F**** the strategy — Why brands need FOCUS more than ever.

For any brand to be successful, there needs to be a clear articulation of the business's plan, vision, and personality, also known as a brand strategy. Design Rush has a great article on brand strategy for a great refresher on what that includes.

Lots of brands, global to local, put together brand strategies. As it turns out, only a few fully utilize that strategy to improve their brand story. It occurs more than you would think with brands you'd recognize. Brands will pour tons of time and money into a brand strategy, investing in the desired future they want this brand to bring to life. 

Suddenly, months and millions go by, and the output is a 125-page PDF.

The ideas are all there, the target audience is correct, and it's saying the right things, yet there's no impact. For brand strategies to be effective, they need to impact people with a vision. That vision needs to be focused and defined. Especially as marketing budgets contract, a brand that efficiently connects to people is more important than ever.

If you think of this process like building a house, your brand strategy is the blueprint. It provides detail and structure, dialed in with metrics and measurement, but there's no emotion. That's where focus comes in to complement the blueprint with a specific color, texture, and design choices to create a personality. Providing people with a fuller experience of what the home is. It's why our studio has created an entire program to conduct these focus sessions with brand strategies that are starting from scratch or solidly defined.

Here are three ways you can add focus to a brand strategy:

1. Take two more steps.

One way to add focus to any brand strategy is what we'd call taking two more steps. Most brand language is pretty universal and frankly demands pushing to be more specific. Taking two steps means asking "Why" or "How" to make the language more precise.

“We provide an amazing experience.”

“Why?”

“People deserve to feel comfortable in our hotel.”

“How?”

“Our guests feel the calm of coming home.”

In two simple questions, we went from the uninspiring "We provide an amazing experience." to a much richer and focused idea around the comforts of a calm and relaxing home. By asking two simple questions, it allows people to go past the common thinking and literally go deeper.

It becomes much easier to bring that concept to life rather than trying to define something "amazing." This level of specificity provides a clearer vision of what the brand can do to be interesting and connect with guests. A focused brand strategy informs decision-making by defining an unmistakable personality.

2. Keep one foot on the ground.

While this may seem counter-intuitive, the boldest aspiration to the moon and beyond have to start here on the ground. Or, in this case, not forgetting what the company is. There are times when founders and leaders will have the grand vision of a brand changing the world and toppling the multi-billion dollar industry leader. This audacity should be applauded and shared with everyone. Getting there, however, is the real challenge. 

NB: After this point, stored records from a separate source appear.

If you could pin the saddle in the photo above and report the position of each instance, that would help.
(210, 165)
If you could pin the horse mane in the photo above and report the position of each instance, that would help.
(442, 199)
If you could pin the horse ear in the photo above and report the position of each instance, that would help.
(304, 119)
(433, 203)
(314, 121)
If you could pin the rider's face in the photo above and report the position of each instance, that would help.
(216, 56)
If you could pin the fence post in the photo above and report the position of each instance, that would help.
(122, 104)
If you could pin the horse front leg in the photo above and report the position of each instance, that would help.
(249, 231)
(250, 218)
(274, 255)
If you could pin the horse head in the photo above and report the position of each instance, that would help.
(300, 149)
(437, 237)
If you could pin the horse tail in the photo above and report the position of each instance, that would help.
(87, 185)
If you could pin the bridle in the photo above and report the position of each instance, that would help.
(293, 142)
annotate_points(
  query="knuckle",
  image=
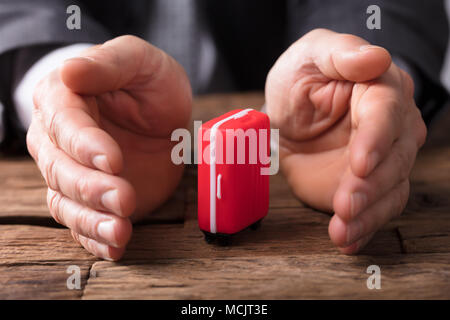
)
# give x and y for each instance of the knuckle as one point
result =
(37, 93)
(83, 189)
(82, 222)
(75, 147)
(31, 143)
(54, 203)
(402, 197)
(403, 161)
(53, 126)
(421, 130)
(408, 83)
(50, 172)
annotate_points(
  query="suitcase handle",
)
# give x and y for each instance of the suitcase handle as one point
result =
(219, 188)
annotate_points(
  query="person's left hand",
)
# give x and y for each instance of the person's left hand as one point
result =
(349, 131)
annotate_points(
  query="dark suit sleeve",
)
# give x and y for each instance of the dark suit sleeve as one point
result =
(414, 31)
(38, 25)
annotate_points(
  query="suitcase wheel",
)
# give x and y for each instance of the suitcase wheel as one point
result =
(256, 225)
(221, 239)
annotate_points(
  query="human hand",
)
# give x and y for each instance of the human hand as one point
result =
(349, 131)
(100, 134)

People need a push in the right direction. An exercise we use is to work backwards, once the brand vision is defined. The key is identifying and planning how the brand will evolve and mature into that ideal vision.

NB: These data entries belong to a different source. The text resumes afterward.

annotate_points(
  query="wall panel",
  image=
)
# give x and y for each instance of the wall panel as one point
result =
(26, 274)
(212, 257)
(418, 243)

Then it becomes clear to businesses that the most impactful steps are refinements to what is already communicating the brand story. There doesn't need to be some grand overhaul of everything. Very quickly, leaders find plenty of impactful, value-driving refinements to be implemented immediately, leading to tip #3.

3. Develop a Brand Action Plan

Part of bringing a brand vision to life is bringing it to life, and that requires a plan. There are three key areas we focus on improving through specific next steps: Strategy, Visuals, and Voice.

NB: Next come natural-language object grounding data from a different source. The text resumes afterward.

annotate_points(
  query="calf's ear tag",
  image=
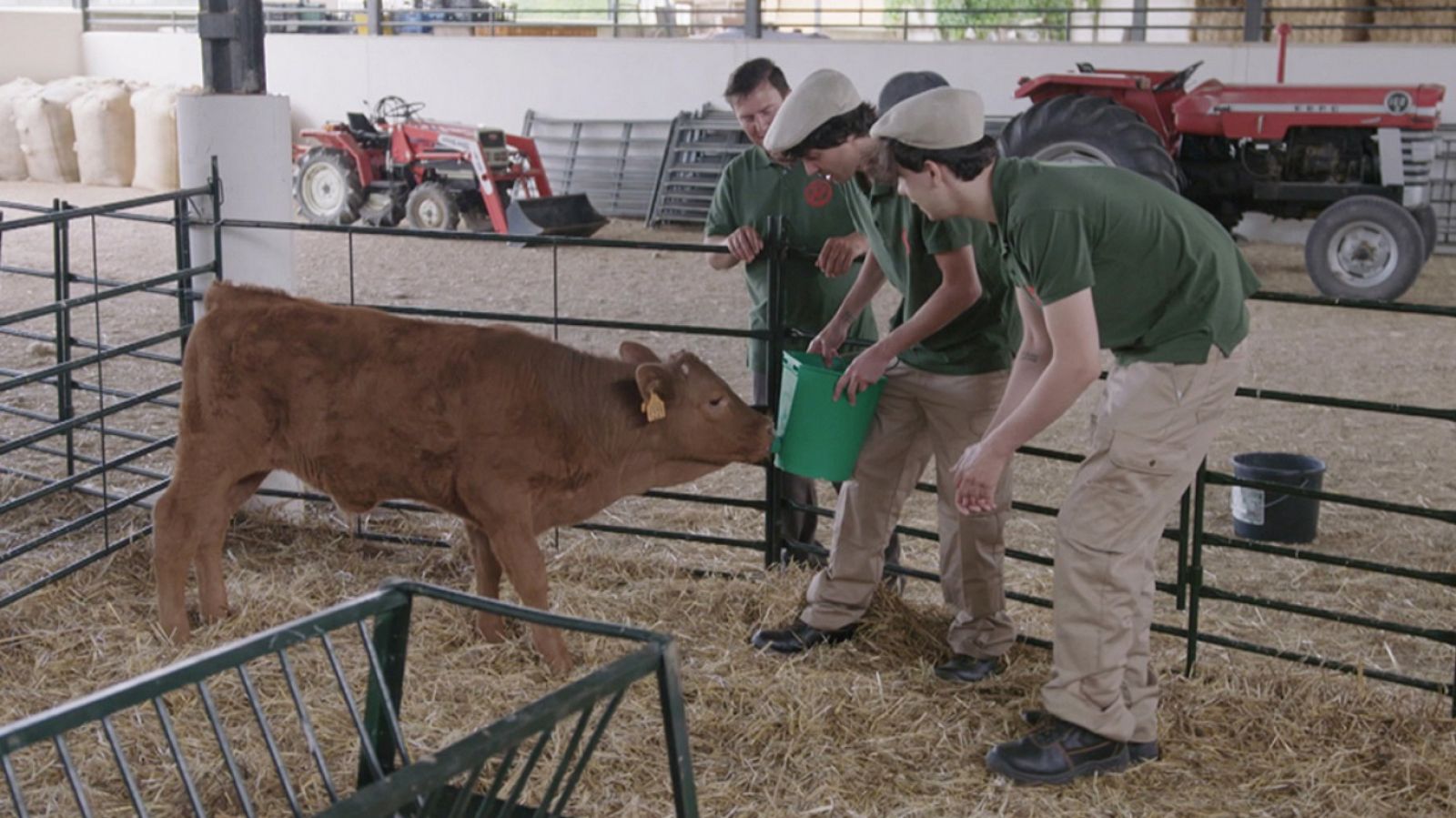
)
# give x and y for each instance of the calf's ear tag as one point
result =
(654, 408)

In each of these areas, there are plenty of things every brand can improve on. The idea here is to prioritize and choose a direct action to improve to refine your strategy, visuals, and voice. We've even made a guide to assist you, free 87BrandCheck.

Implementing any change takes time and effort to pay off, so we suggest brands focus on one high-value area of change per category. This way, businesses can incrementally revise and renovate their brands.